Quantum mechanics governs the dynamics of microscopic and mesoscopic systems. One of the most intriguing aspects of quantum dynamics is the adiabatic geometric evolution. It allows for manipulation of the state of a quantum system by slowly varying the system’s parameters along a contour in parameter space. Robustness of this technique motivated proposals of, e.g., geometric manipulations (gates) of quantum bits for quantum computing or geometric pumping of charge for setting the standard of current. In particular, non-abilian geometric manipulations of, e.g., Majorana edge states of topological insulators or of similar objects in superconductors and quantum-Hall systems attract today attention of many leading research groups.

The aim of this project is to investigate how dissipation influences the geometric phases and geometric pumping in quantum solid-state devices and to assess the role of geometric manipulations in future ICT applications. Since all realistic solid-state devices suffer from dissipation due to their coupling to uncontrolled environment with many degrees of freedom it is crucial to understand how the geometric effects are modified and whether they are still useful.

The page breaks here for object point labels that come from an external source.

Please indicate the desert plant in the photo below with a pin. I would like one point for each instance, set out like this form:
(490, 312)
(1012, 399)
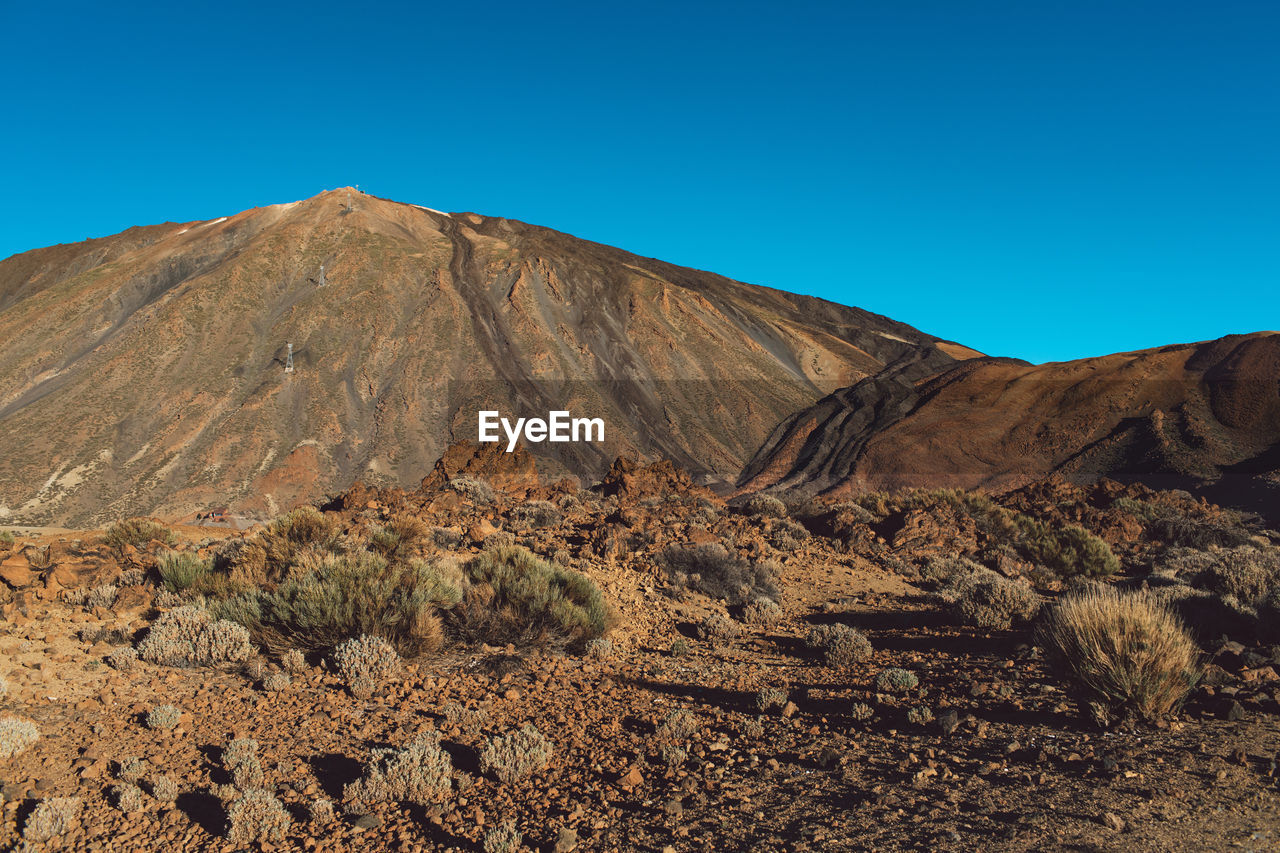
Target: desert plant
(839, 644)
(366, 662)
(17, 735)
(520, 596)
(182, 570)
(164, 788)
(131, 770)
(101, 596)
(293, 661)
(516, 755)
(128, 798)
(191, 637)
(503, 838)
(763, 611)
(275, 682)
(257, 816)
(163, 717)
(712, 570)
(1125, 652)
(769, 698)
(51, 819)
(123, 658)
(860, 711)
(137, 533)
(600, 648)
(343, 596)
(896, 680)
(320, 811)
(919, 715)
(420, 772)
(992, 602)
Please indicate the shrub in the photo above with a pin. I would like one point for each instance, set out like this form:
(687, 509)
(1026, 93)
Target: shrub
(293, 661)
(474, 489)
(103, 596)
(993, 602)
(51, 819)
(919, 715)
(712, 570)
(600, 648)
(320, 811)
(128, 798)
(503, 838)
(521, 596)
(718, 629)
(1125, 652)
(164, 717)
(344, 596)
(769, 698)
(191, 637)
(137, 533)
(182, 570)
(275, 682)
(257, 816)
(763, 611)
(164, 788)
(366, 662)
(839, 644)
(123, 658)
(17, 737)
(420, 772)
(516, 755)
(131, 770)
(677, 728)
(896, 680)
(272, 553)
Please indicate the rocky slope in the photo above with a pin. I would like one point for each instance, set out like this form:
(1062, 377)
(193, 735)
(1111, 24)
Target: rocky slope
(145, 373)
(1202, 415)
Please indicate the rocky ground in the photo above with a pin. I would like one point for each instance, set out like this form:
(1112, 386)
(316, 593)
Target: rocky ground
(1002, 758)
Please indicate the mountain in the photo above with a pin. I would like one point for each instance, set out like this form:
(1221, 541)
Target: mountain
(145, 373)
(1203, 416)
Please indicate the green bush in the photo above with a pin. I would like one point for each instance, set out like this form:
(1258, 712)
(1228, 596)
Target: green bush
(137, 533)
(712, 570)
(517, 755)
(519, 594)
(839, 644)
(1125, 652)
(182, 570)
(420, 772)
(346, 596)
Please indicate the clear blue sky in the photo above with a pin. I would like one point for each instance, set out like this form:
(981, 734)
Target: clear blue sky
(1036, 178)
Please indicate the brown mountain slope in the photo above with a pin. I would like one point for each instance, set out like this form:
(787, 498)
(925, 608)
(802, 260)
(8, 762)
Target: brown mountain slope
(145, 373)
(1203, 415)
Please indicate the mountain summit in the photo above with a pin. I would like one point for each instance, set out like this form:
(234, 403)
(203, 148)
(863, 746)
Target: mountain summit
(146, 373)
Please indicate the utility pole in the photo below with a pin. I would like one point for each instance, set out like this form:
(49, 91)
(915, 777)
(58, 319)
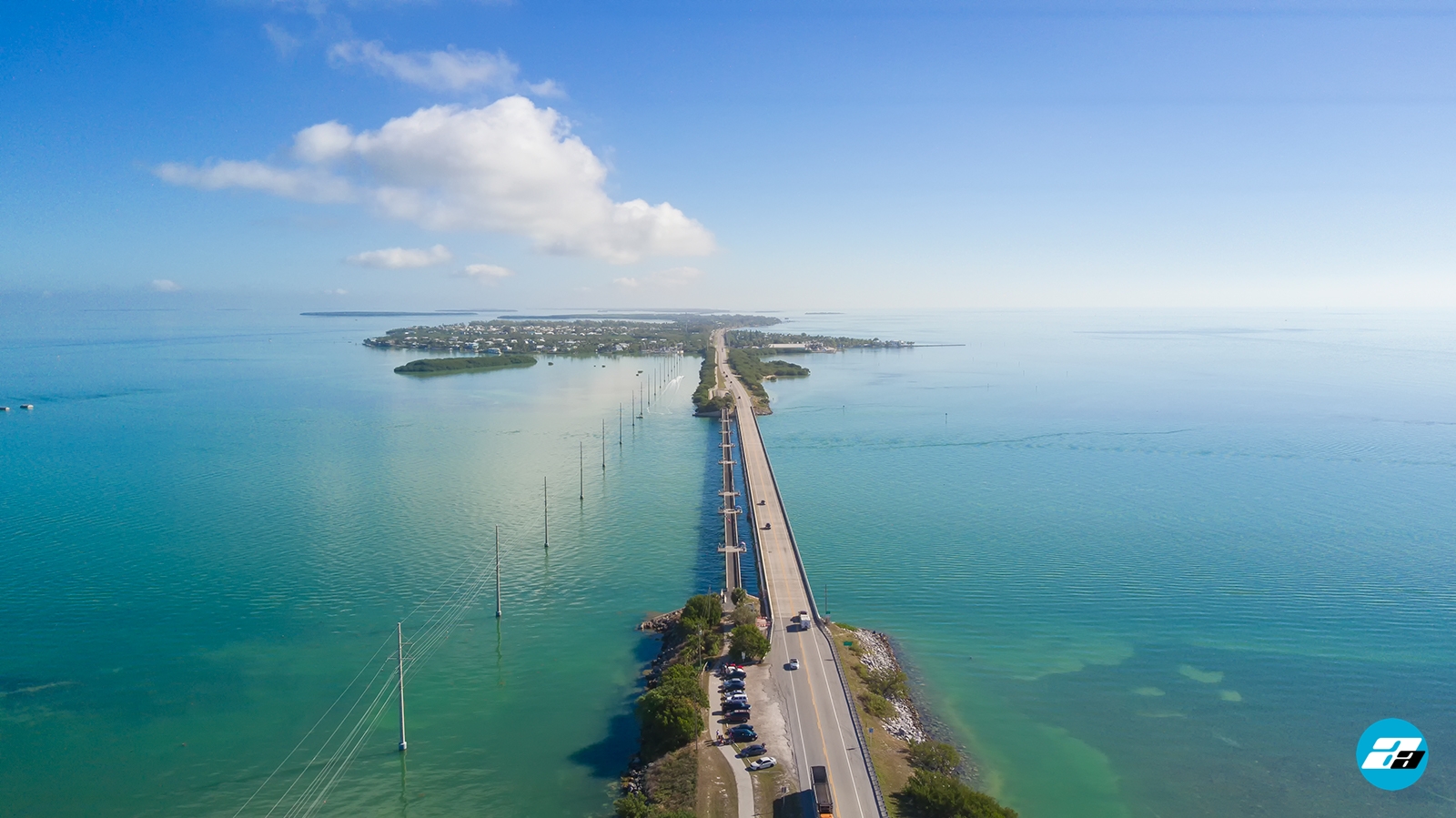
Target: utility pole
(399, 635)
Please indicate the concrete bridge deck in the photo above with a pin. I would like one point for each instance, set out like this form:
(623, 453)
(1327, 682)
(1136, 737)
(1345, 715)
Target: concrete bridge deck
(822, 725)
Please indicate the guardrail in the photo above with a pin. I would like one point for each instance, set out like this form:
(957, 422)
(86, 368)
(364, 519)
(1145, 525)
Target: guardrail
(766, 606)
(859, 727)
(798, 560)
(839, 667)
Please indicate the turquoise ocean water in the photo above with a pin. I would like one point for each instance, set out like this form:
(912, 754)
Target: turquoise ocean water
(1148, 565)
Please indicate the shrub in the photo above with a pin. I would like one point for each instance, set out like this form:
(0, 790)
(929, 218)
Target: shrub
(888, 683)
(877, 706)
(747, 642)
(682, 682)
(706, 607)
(633, 805)
(669, 721)
(934, 756)
(938, 795)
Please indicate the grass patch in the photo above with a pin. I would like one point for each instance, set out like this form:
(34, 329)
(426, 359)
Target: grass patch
(673, 779)
(752, 370)
(887, 752)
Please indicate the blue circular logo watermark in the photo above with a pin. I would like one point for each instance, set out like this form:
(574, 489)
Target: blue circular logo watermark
(1390, 754)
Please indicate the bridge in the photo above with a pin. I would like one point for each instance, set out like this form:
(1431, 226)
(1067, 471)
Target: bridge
(823, 725)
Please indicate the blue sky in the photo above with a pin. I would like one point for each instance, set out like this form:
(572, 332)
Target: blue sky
(742, 155)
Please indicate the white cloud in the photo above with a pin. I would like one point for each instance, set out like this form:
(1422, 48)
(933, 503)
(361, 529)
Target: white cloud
(402, 258)
(485, 271)
(453, 68)
(283, 43)
(546, 87)
(306, 184)
(506, 167)
(666, 278)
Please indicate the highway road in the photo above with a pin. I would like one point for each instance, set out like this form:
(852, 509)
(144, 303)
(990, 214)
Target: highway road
(814, 702)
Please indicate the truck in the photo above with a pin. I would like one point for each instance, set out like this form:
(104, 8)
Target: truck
(822, 795)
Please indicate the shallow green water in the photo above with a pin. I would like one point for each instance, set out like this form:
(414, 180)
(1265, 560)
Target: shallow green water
(213, 520)
(1149, 567)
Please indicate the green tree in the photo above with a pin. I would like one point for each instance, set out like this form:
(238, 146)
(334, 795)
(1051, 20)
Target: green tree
(877, 706)
(667, 721)
(938, 795)
(885, 682)
(935, 756)
(747, 642)
(708, 607)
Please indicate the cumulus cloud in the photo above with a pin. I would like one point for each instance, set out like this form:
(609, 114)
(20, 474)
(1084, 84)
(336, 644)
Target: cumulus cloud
(506, 167)
(283, 43)
(666, 278)
(485, 271)
(402, 258)
(455, 68)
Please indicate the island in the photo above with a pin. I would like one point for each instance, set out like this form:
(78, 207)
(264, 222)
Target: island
(593, 334)
(473, 364)
(746, 349)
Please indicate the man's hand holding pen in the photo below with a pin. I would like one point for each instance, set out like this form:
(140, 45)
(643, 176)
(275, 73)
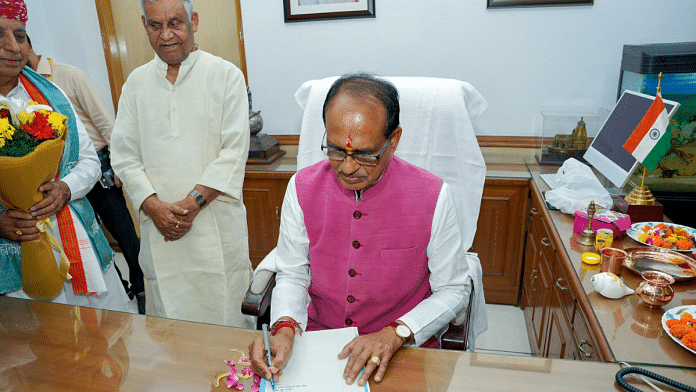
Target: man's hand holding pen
(371, 352)
(281, 346)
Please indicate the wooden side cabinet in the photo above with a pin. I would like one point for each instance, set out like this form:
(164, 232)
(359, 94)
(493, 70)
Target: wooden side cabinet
(556, 324)
(500, 237)
(263, 194)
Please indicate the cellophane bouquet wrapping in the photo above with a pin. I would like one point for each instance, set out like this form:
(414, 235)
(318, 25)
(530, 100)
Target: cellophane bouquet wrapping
(32, 138)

The main objectives of the project are:

  • a) To arrive at full theoretical understanding of how dissipation modifies geometric effects in various solid-state systems. Specifically, we study Josephson circuits, quantum dots, and nanowires.
  • b) To establish the existence of and measure geometric dissipative effects experimentally in Josephson circuits and in circuit-QED systems both via direct observation of Berry phases and via charge pumping measurements.
  • c) To investigate both experimentally and theoretically regimes where either dissipation or topological properties stabilize geometric effects.
  • d) To consider theoretically influence of dissipation and interactions on pumping of charge and spin in quantum dots and nanowires.

Our approach is based on combination of theoretical and experimental activities, which are all focused on the same main subject: influence of dissipation on geometric phases and pumping. The work is divided into three scientific work packages (WP). WP1 is focused on geometric gates in circuit QED setups, WP2 is focused on geometric pumping of charge in superconducting circuits, and WP3 is focused on geometric effects in quantum dots and nanowires. The first two WPs are led by the experimental groups, which acquired considerable experience in dealing with geometric effects in mesoscopic systems. The theoretical research is being conducted towards two major goals: a) Theoretical support of the experiments performed within the project; b) Development of the general theoretical framework. This includes analyzing of a wide spectrum of systems where geometric effects are influenced by dissipation, as well as answering several fundamental questions about, e.g., relations between geometric phases and pumping.